Выбрать главу

— Эй, пацаны, а до чего вкусно, ежели на белый хлеб медку свеженького помазать, — закручивает он свою зловредную шутку.

Естественно, первыми влипают Аркяша и кроткий голубь Гизатуллин.

— Ну-у-у! О-о-о! А хлеб-то белый, да?

— Говорю же, белый хлеб, во-о-от такой ломоть…

— И медок, да? Свежий, да?

— Эх, он и пахнет! Жиденький такой, золотистый весь…

— А где ты брал, скажи, а? Кто дал-то?

— Да намедни на Ташлытауском рынке видел сбоку, как один дядька лопал…

Самый эффектный момент. Альтафи в высшей степени доволен. Вообще тема эта — относительно поесть — для него прекраснее темы нету. Находясь поблизости складов или столовой, он становится до безобразия активным, глаза у него блестят, рыскают, нос поднимается кверху, и ноздри расширяются! Учительница по алгебре раскусила Альтафи и на уроках использует его аппетит вместо наглядных пособий.

— Берем целый каравай хлеба, — говорит она, чертит на доске окружность и смотрит, приятно улыбаясь, на Альтафи. — Половину этого каравая я отдаю Халимову. Какая часть хлеба у меня осталась?

По классу тяжкий вздох и бормотание.

— Одна вторая…

— Правильно. Одна вторая. Теперь я забираю у Халимова половину каравая и…

Альтафи потеет, у него глаза кровью наливаются: шутишь, учителка! Уж такая ты ладная, симпатичная, а ведь — настоящий экзекутор. Дайте Альтафи полкаравая хлеба. Разве отдаст он его обратно, хлебушек этот? Чтоб на нем, на хлебушке, какую-то алгебру изучали?.. На булыгах изучайте, бестолочи! На булыгах, а до хлеба Альтафи никого не допустит, хоть бейте его, хоть режьте, гоните его прочь из училища — не отдаст!

Зло Альтафи срывает на других преподавателях, которые не столь бойкие: такие тоже есть. Тут уж Альтафи отыгрывается и за алгебру, и за домоводство — беспощадный Альтафи становится как танк.

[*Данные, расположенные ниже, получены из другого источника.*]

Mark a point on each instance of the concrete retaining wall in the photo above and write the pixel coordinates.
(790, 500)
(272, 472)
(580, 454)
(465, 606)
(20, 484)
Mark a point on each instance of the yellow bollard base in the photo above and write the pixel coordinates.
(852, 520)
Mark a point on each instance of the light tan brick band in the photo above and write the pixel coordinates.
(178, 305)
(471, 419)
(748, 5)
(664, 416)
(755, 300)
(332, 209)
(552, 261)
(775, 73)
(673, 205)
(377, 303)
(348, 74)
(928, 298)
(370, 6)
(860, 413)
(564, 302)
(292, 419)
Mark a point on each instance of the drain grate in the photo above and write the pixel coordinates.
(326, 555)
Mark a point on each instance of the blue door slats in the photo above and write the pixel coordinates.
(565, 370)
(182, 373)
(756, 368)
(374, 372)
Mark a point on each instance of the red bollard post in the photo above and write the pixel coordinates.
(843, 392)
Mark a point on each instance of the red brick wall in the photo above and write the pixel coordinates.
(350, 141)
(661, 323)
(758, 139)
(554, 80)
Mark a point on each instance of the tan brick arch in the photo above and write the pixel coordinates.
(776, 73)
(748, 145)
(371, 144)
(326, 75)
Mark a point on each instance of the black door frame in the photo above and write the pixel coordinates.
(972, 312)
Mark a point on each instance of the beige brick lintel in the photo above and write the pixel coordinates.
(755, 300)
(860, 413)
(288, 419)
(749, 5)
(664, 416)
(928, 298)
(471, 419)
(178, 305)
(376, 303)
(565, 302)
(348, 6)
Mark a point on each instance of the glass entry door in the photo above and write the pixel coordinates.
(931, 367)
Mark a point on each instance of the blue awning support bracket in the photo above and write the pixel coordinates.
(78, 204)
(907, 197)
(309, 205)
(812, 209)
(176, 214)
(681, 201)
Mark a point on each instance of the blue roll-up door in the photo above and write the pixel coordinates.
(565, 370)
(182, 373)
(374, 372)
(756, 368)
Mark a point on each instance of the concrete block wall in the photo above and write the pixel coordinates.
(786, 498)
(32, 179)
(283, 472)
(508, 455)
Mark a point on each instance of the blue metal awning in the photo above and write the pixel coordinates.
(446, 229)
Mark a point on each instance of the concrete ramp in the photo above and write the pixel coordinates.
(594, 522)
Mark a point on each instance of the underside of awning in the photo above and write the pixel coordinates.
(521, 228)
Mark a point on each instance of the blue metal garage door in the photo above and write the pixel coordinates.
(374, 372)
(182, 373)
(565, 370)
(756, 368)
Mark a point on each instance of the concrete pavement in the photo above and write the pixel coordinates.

Методику преподавания русского языка читает нам одна девушка, светленькая такая, — эта девушка, по слухам, встречается с объездчиком из лесхоза, а зовут его, будто, Егор. Вот Альтафи и приноровился дразнить эту учительницу: каждый раз, как читают вслух или записывают на доске, малай наш муралинский, мстительный, чуть встретится слово «его», так и прибавляет туда букву «р» — видали, какой хитрый! Девушка, само собой, краснеет, губки кусает, но терпит, старается виду не подавать. Альтафи рад-радехонек; он, к слову сказать, даже историка умудрился поддеть — ну ловок, сказано же! Когда проучились недели три, что ли, может больше, вдруг выяснилось: историк-то наш того… влюбился, кажись, а предмет его — Разия́, из нашего же класса девчонка, только она постарше нас, собой такая круглая. Альтафи об этом раньше всех пронюхал. Знает, подлец, что для учителя неровно дышать к своей же ученице — вопрос сильно щекотливый, ну и начал Альтафи щекотать историка. За такое, мол, хитрое щекотание закона остракизма — не тем будь помянут! — не применишь, старая перечница, так что погоди! И вот уже три урока подряд Альтафи с серьезной миной поднимает руку и прикидывается, будто не понимает того или иного вопроса.